All’ospedale Carlo Poma di Mantova si continua a utilizzare il plasma dei pazienti guariti per curare chi è affetto da Coronavirus.
Il plasma usato nella mattinata di mercoledì 15 aprile è quello di un carabiniere, Angelo Fanizza, 45 anni, vice brigadiere della caserma di Mantova. Il militare ha raggiunto il reparto di Immunoematologia e Medicina Trasfusionale del Carlo Poma accompagnato dal comandante maresciallo maggiore Enrico Ponzi. Dopo avere sconfitto il Covid è fra i 17.200 avisini raggiunti dalla richiesta della presidente Elisa Turrini di aderire al progetto proposto dal primario del Trasfusionale Massimo Franchini. Ha sconfitto il Covid ed è fra i 40 donatori fino ad ora reclutati da ASST.
“Eseguiamo circa 10 test al giorno per verificare la loro idoneità – precisa Massimo Franchini – e i risultati sono incoraggianti. Angelo donerà oggi 600 ml di plasma, dal quale saranno ricavate due dosi. Voglio ringraziare, oltre ai donatori, tutti gli operatori dell’azienda che ci consentono di portare avanti questo protocollo. Una gara di solidarietà che commuove ”.
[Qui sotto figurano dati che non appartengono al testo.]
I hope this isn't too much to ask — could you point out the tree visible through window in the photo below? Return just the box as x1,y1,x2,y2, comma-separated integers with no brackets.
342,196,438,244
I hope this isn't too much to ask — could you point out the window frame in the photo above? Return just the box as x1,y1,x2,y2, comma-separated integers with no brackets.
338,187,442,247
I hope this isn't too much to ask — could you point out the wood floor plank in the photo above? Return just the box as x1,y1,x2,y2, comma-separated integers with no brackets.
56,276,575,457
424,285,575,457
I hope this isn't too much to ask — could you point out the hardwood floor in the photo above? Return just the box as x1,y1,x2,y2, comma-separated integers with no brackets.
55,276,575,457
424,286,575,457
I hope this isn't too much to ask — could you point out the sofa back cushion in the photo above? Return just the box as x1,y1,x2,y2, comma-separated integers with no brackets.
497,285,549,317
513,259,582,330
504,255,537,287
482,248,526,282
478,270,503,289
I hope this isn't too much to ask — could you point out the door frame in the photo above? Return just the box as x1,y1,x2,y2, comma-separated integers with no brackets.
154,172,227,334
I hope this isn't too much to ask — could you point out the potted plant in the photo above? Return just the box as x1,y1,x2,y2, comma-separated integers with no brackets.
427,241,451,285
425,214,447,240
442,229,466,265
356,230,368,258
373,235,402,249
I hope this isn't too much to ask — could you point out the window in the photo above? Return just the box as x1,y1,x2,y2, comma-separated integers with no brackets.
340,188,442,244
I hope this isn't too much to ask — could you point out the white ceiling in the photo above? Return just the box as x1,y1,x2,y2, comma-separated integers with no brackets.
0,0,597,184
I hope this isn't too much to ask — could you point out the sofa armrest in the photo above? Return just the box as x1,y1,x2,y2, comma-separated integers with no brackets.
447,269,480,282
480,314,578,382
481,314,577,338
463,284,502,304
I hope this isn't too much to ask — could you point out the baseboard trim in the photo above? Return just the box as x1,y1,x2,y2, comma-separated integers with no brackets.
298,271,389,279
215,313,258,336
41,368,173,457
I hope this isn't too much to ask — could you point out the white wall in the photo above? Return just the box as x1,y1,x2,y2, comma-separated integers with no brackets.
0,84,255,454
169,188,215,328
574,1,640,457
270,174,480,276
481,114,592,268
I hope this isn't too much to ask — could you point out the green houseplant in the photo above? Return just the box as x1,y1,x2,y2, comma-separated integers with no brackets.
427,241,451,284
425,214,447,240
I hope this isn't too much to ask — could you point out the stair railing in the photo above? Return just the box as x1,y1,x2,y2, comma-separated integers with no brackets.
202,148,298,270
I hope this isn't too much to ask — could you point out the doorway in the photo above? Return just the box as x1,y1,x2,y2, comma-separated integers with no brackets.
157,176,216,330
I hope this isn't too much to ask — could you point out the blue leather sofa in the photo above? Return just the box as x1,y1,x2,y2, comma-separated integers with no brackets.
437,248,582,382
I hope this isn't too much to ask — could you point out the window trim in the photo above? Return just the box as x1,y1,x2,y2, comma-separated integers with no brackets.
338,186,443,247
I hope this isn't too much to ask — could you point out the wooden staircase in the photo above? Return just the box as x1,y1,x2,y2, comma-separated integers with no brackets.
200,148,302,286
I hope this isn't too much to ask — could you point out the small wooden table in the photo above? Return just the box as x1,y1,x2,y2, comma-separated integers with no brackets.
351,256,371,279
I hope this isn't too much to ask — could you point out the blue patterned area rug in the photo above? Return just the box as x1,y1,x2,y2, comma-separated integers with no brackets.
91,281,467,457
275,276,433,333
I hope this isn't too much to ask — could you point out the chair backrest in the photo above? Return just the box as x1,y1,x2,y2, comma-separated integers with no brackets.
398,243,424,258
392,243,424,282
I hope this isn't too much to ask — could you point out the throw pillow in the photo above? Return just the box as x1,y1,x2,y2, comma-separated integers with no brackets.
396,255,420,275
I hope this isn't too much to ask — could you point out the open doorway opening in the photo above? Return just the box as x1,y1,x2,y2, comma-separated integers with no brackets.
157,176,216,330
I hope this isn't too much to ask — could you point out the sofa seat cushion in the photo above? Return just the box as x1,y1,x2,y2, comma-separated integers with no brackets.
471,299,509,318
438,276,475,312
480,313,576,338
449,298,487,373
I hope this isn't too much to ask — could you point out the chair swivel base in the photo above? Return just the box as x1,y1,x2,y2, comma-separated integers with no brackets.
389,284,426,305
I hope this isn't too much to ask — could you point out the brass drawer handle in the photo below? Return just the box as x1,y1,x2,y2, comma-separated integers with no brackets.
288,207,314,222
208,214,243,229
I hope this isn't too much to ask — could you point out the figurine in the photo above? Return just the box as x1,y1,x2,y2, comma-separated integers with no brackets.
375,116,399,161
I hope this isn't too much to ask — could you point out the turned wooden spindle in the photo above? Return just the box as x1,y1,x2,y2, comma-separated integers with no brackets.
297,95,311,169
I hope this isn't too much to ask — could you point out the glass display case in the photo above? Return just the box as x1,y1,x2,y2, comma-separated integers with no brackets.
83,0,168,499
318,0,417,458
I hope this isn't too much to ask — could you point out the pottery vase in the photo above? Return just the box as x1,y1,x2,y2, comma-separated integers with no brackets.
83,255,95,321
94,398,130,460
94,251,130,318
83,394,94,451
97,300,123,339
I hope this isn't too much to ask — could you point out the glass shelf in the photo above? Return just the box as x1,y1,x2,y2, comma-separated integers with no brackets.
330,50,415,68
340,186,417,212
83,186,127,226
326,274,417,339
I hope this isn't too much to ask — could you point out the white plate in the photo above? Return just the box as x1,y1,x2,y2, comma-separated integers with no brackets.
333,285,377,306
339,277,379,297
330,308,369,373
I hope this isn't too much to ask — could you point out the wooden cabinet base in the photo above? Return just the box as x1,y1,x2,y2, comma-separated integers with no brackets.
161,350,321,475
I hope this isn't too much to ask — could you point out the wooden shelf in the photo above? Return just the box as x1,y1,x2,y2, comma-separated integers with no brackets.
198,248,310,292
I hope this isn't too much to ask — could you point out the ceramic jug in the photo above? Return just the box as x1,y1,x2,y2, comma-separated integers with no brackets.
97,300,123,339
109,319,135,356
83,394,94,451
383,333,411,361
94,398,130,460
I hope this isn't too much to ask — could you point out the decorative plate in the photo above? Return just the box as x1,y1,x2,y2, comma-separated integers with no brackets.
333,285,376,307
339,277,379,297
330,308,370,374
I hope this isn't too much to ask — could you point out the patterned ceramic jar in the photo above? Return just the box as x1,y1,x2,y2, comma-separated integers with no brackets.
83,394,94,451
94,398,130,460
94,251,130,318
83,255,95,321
“Il 19 marzo ho iniziato ad avere febbre alta, tosse – racconta il vice brigadiere – e sono rimasto in isolamento domiciliare. Ho avuto paura, sia per me che per i miei familiari. Sono contento di potere aiutare altre persone che come me si sono ammalate”.
Il plasma ricco di anticorpi viene poi trasfuso nei pazienti, selezionati in base a criteri stabiliti dagli specialisti. Come spiega il direttore della Pneumologia Giuseppe De Donno: “Dal 23 marzo abbiamo effettuato 43 infusioni, che ci hanno permesso di trattare 25 pazienti. Una terapia che dà ottimi risultati nell’80 per cento dei casi”.
La procedura prevede la virus inattivazione dell’emocomponente, tramite apparecchiature e dispositivi donati ad ASST dalla ditta Kedrion. Una metodica particolare che rende massima la sicurezza del prodotto. Attualmente il plasma viene utilizzato solo dal Poma e dal Policlinico San Matteo di Pavia, centro capofila. Franchini lancia un appello ai colleghi: “Il limite principale è individuare i donatori guariti e arruolabili. La seconda difficoltà è la complessità del progetto. Ma chiedo ai trasfusionisti di non demoralizzarsi, perché saranno ripagati dai risultati che si ottengono”.